Les antennes «intelligentes» au service de l’économie d’énergie

Réseaux

Des antennes qui ciblent le signal des utilisateurs, des modems qui s’éteignent quand il ne sont pas utilisés, une gestion plus fine du réseau ou de nouveaux composants électroniques figurent parmi des axes de développement du GreenTouch Consortium pour réduire la consommation des réseaux télécoms.

Un an après la création du GreenTouch Consoritum, Alcatel-Lucent a fait le point, mardi 1er février à Londres, sur son initiative. Rappelons que celle-ci vise à réduire par 1000 la consommation énergétique des réseaux de télécommunication au cours des 5 prochaines années. Une initiative ouverte aux partenaires et concurrents puisqu’elle concerne toute l’industrie des télécoms.

De ce côté, la sauce a pris. Pas moins de 35 industriels ont rejoint le consortium dont le dynamique et néanmoins concurrent chinois Huawei. Lequel est directement entré au comité exécutif, rapporte Les Echos (02/02). A quand Nokia Siemens, Ericsson et autre ZTE? Les autres acteurs du consortium sont des opérateurs (France Télécom, China Mobile, AT&T services, Portugal Telecom…), des fabricants de puces (Freescale) et des centres universitaires et de recherche (Bell Labs évidemment mais aussi le CEA-LETI, l’INRIA, etc.) principalement.

25 programmes de recherche initiés

Côté avancées technologiques permettant de réduire les besoins énergétiques, pas moins de 25 programmes de recherche ont été initiés. A commencer par un projet d’antenne radio de nouvelle génération qui sera capable de canaliser le signal sur le terminal de l’utilisateur. L’énergie nécessaire au fonctionnement de ce nouveau type d’antenne, dite « intelligente » ou encore « Massive MIMO», se limite à 3 % des besoins habituels.

Dans les faits, le concept s’appuie sur la technologie MIMO (Multiple-Input Multiple-Output) qui améliore les performances des communications en wifi en multipliant le nombre d’antennes. Mais le projet du GreenTouch veut mettre à profit la multiplication des antennes pour cibler le signal sur les besoins réels. En évitant d’inonder d’ondes l’environnement de l’utilisateur et en étant capable de le suivre dans ses mouvements permettrait de réduire drastiquement la consommation énergétique comparé aux antennes actuelles. Une économie énorme pour une technologie prometteuse qui, au final, devrait réduire de 30 % la consommation des réseaux mobiles.

Des modems virtuels

Autre piste de recherche, la chasse au gaspillage. Notamment lorsque les appareils consomment de l’énergie alors qu’ils sont inactifs. « Les routeurs résidentiels consomment 10 à 20 W, rapporte Rod Tucker de l’Université de Melbourne à notre confrère EweekEurope.co.uk. Nous pouvons réduire cela en mettant en veille le modem quand il n’est pas utilisé. » Par ailleurs, l’idée de « modems virtuels » à travers des fonctions réseau qui pourraient être supportées par les échanges avec le téléphone où l’énergie est utilisée de manière plus efficace.

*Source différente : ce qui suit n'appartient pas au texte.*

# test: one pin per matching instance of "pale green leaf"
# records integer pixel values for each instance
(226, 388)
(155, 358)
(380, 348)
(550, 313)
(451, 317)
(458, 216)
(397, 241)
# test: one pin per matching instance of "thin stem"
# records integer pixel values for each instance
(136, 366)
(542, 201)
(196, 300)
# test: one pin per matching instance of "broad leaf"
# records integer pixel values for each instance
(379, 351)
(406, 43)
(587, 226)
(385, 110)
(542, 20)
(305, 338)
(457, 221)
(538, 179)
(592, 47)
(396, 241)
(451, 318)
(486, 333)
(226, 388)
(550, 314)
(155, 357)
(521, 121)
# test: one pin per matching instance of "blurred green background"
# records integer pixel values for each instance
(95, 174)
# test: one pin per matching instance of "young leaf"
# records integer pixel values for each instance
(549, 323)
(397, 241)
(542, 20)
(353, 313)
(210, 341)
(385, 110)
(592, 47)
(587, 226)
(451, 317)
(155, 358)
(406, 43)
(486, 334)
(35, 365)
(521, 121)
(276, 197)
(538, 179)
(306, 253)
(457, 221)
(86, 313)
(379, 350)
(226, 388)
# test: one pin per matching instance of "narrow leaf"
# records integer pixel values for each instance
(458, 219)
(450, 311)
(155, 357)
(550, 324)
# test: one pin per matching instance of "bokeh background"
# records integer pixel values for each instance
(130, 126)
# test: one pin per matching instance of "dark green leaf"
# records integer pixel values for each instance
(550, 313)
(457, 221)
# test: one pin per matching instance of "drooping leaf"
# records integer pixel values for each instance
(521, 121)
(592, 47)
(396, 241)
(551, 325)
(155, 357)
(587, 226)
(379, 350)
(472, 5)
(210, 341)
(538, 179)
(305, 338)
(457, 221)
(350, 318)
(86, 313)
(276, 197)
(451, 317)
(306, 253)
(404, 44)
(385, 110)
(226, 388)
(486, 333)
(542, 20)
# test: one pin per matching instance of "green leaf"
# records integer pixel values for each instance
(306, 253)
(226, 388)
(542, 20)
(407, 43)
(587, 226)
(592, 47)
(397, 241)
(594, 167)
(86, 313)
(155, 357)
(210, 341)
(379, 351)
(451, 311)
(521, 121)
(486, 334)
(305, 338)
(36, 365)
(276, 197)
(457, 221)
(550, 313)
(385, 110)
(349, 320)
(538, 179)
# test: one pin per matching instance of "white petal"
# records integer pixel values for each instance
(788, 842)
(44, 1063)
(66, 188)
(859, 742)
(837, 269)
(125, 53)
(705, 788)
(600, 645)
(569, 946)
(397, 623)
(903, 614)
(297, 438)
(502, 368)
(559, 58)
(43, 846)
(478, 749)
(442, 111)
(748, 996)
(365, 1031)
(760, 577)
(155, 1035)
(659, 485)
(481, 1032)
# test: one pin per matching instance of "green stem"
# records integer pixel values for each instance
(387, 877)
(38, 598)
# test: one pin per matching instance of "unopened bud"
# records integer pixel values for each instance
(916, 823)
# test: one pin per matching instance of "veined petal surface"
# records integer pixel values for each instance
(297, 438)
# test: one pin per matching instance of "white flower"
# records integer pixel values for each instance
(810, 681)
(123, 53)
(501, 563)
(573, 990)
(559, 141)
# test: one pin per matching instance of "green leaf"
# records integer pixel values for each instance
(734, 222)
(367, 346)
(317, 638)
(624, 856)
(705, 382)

Autre axe de recherche, la séparation du système de signal de celui du transport de données sur les réseaux cellulaires. Lorsqu’aucune donnée n’est consommée (généralement lors de l’usage purement téléphonique du terminal), l’idée est « d’éteindre » le réseau de données, réduisant d’autant la consommation globale. Enfin, les optimisations sont également possibles du côté même des composants électroniques, notamment en concevant une carte monopuce combinant technologies électroniques et photoniques qui réduira ainsi le nombre de circuits électroniques et, donc, leur consommation.

Les axes de recherche et développement clairement définis aujourd’hui, le consortium GreenTouch aura de quoi largement remplir ces quatre prochaine années pour atteindre son objectif.